By Michael Fisher | June 10, 2013 6:22 PM
Back in the days when dumbphones reigned supreme and Napster duplicates like LimeWire still existed, Apple changed the entire landscape of downloadable music. It did this through its potent combination of iTunes music management software and the explosively popular iPod, along with an unbeatable pricing scheme of 99 cents for (most) music tracks. This combination of convenience and savvy pricing made buying music almost as painless as stealing it – and it thrust Apple headfirst into the content business.
Today, the company aims to capitalize on its longstanding dominance of the mobile music scene with a new feature called iTunes Radio. The app will allow users to stream songs over the air from thousands of artists over a variety of customizable “stations,” and it promises to “learn” over time, adapting to a user’s preferences and delivering an ever-more-refined listening experience. The free version will feature occasional ad placement, but a subscription to its paid alternative eliminates these advertisements.
If that all sounds familiar, it should – Pandora has been doing it in one form or another since 2005, and the newer Spotify also incorporates similar functionality. Very little about iTunes Radio appears new or improved over existing options on the market.
“Very little” does not mean “none,” however; there are a few crucial differences between Apple’s new offering and third-party music-streaming apps. Chief among these disparities: iTunes Radio provides a much more seamless purchase experience for those who want to immediately buy the track they’re listening to. While it is possible for a user in Pandora, for example, to buy a currently-playing track in iTunes, the experience isn’t as seamless as the one offered by iTunes Radio. In Pandora, a purchase button jumps the user over into the iTunes app. In iTunes Radio, you’re already in iTunes – meaning you can also see the price of the track before you pull the trigger.
There’s also the matter of compatibility with the entire Apple ecosystem. iTunes Radio will work with the iPhone, iPad, iPod Touch, and Apple TV, and the desktop version of iTunes for both OSX and Windows will support it as well. If it works as advertised, the experience will transfer between incarnations seamlessly.
But cross-platform functionality is something that Spotify and Pandora already offer – and other assets, like album art and fullscreen playback, are similarly nothing new. The ability to control iTunes Radio through Siri is a nice touch, but it’s certainly not a game-changer.
The real win for Apple with iTunes Radio is something so simple it seems almost trivial to mention – but though elementary, this asset is the only one that stands a chance of making the new service stand out. That distinction is this: iTunes Radio will come pre-loaded on the next iPhone, and presumably any other device running iOS 7 and later.
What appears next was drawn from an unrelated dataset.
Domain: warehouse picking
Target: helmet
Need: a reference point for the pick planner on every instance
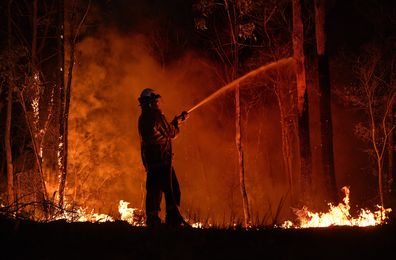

In a world that’s grown intimately familiar with the concept of the on-device app store over the past five years, such an asset might seem passé. “So what if the software is included out of the box?” is the natural question. “Most people delete that boatware and install their own apps anyway.” And indeed this is true – for people like the publishers and readers of Pocketnow.
But there is still a large contingent of users out there that relies, first and foremost, on the software that comes installed out of the box. And it’s not too much to assume that a large portion of that user segment uses iPhones – considered by many to be the simplest, easiest-to-use smartphones out there. For these people, venturing into the App Store is “advanced activity,” and if they learn that an on-device app already provides the functionality of a third-party title like Pandora, they’ll more than likely stick with the stock app. An app which already offers tight integration with the iTunes software many people already use to manage their music.
iTunes Radio isn’t important because it brings new features; aside from a few touches like music exclusives and the aforementioned Siri control, it doesn’t. It’s more important because it paves the way for Apple to regain some of the ground it’s lost to third-party content providers over the years. From the hardcore users of the Apple-only ecosystem to new smartphone inductees afraid of the App Store, iTunes Radio will likely prove a potent alternative to the incumbent players in the streaming space. And while providers like Spotify and 8tracks offer enough to set them apart -the former via its unlimited subscription model, the latter via distributable playlists- it’s probably the beleaguered veteran Pandora that has the most to fear from Apple’s latest offering. We’ll have to wait and see what the final software looks like before we judge just how much danger Apple is placing its competitors in – but from our current vantage, we’d say there’s quite a fight brewing come fall.